China has sent several fighter jets to a disputed island in the South China Sea, threatening to escalate tensions with its neighbors and increase mistrust between Beijing and Washington, D.C.
The Shenyang J-11s and the Xian JH-7 planes were deployed to Woody Island, the same outpost in the Paracel chain of islands that China planted surface-to-air missiles last week, unnamed US officials told CNN and Fox News. Woody Island is in waters contested by Taiwan and Vietnam.
The precise number of planes deployed to the region is not clear, a US official told Fox News in a report published Feb. 23. The fleet, which was spotted in the past few days, was in single digits, the official said.
China’s latest South China Sea moves come as US. China’s foreign minister, Wang Yi, arrived in Washington yesterday (Feb. 23) to meet with John Kerry, the US secretary of state.
At a press conference on Tuesday, Kerry called on all countries who contest various parts of the South China Sea not to escalate tensions by provoking their neighbors. “It is important for all of the nations—China, Philippines, Vietnam, others—not to engage in any unilateral steps of reclamation, of building, of militarization,” he said. “And the fact is that there have been steps by China, by Vietnam, by others that have unfortunately created an escalatory cycle.”
Wang, who spoke at the same conference, gave a roundabout answer that avoided responsibility for militarizing the region: ”We hope the parties will work together in the same direction—that is to say, non-militarization is not the responsibility of one party alone; it’s something that we share.”
US Admiral Harry B. Harris Jr, commander of US forces in the Pacific, put the situation in much starker terms: “I believe China seeks hegemony in East Asia,” he told a Congressional hearing on Tuesday. You’d, “have to believe in a flat earth to think otherwise.”

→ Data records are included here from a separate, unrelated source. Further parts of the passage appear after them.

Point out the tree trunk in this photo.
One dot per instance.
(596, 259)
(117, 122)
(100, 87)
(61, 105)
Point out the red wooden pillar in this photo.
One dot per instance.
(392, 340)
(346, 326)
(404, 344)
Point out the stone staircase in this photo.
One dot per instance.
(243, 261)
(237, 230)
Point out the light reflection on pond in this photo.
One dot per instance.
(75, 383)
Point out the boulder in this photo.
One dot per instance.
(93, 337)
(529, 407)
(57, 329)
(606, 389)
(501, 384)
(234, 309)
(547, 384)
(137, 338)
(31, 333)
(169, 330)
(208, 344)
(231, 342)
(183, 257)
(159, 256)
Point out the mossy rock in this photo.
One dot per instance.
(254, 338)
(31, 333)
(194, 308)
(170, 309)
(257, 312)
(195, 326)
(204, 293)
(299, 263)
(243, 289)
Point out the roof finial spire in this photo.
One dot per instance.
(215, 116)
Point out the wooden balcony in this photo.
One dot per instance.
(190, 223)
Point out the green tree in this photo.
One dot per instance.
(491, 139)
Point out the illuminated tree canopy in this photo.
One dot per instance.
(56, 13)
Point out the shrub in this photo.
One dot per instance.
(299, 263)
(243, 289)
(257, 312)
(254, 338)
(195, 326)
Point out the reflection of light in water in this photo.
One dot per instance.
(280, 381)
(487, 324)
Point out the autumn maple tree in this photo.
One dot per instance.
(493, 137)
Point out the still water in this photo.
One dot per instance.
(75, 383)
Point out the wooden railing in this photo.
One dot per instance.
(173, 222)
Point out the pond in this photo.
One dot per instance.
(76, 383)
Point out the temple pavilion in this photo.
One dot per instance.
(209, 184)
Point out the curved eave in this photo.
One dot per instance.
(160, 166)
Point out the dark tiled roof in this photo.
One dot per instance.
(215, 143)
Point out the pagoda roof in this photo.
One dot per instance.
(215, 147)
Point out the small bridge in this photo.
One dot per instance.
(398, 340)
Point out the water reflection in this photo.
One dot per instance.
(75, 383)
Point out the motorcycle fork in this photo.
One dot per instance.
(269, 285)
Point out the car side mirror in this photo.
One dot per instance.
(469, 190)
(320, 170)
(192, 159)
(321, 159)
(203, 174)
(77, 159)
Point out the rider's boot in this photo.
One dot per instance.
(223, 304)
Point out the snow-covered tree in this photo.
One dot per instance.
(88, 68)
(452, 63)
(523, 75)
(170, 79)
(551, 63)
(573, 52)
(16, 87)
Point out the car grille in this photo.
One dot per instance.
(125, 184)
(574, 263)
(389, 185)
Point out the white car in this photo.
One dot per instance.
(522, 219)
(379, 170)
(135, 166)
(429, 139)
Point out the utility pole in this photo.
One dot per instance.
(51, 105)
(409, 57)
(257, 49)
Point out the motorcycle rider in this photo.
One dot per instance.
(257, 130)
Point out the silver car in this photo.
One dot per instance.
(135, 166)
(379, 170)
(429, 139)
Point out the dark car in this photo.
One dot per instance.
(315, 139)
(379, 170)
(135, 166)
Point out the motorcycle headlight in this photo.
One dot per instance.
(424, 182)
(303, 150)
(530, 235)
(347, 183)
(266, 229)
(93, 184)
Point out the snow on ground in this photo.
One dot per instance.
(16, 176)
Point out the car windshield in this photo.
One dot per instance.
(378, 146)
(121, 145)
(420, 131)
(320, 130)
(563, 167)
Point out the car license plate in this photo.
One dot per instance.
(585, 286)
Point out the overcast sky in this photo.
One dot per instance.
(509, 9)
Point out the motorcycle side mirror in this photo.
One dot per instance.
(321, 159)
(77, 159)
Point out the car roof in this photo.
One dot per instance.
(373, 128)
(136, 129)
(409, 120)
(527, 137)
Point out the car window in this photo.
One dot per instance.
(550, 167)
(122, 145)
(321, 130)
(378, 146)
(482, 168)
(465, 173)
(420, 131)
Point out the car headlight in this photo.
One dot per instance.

Wang’s trip to Washington was billed primarily as a chance for the two countries to discuss approaches to North Korea’s nuclear weapons, and its recent satellite launch. But Wang’s scheduled visit to the Pentagon to meet with Ash Carter, the US defense department chief, was cancelled on Monday. It is not clear which side cancelled the visit, which was explained by the Pentagon press secretary as a scheduling issue.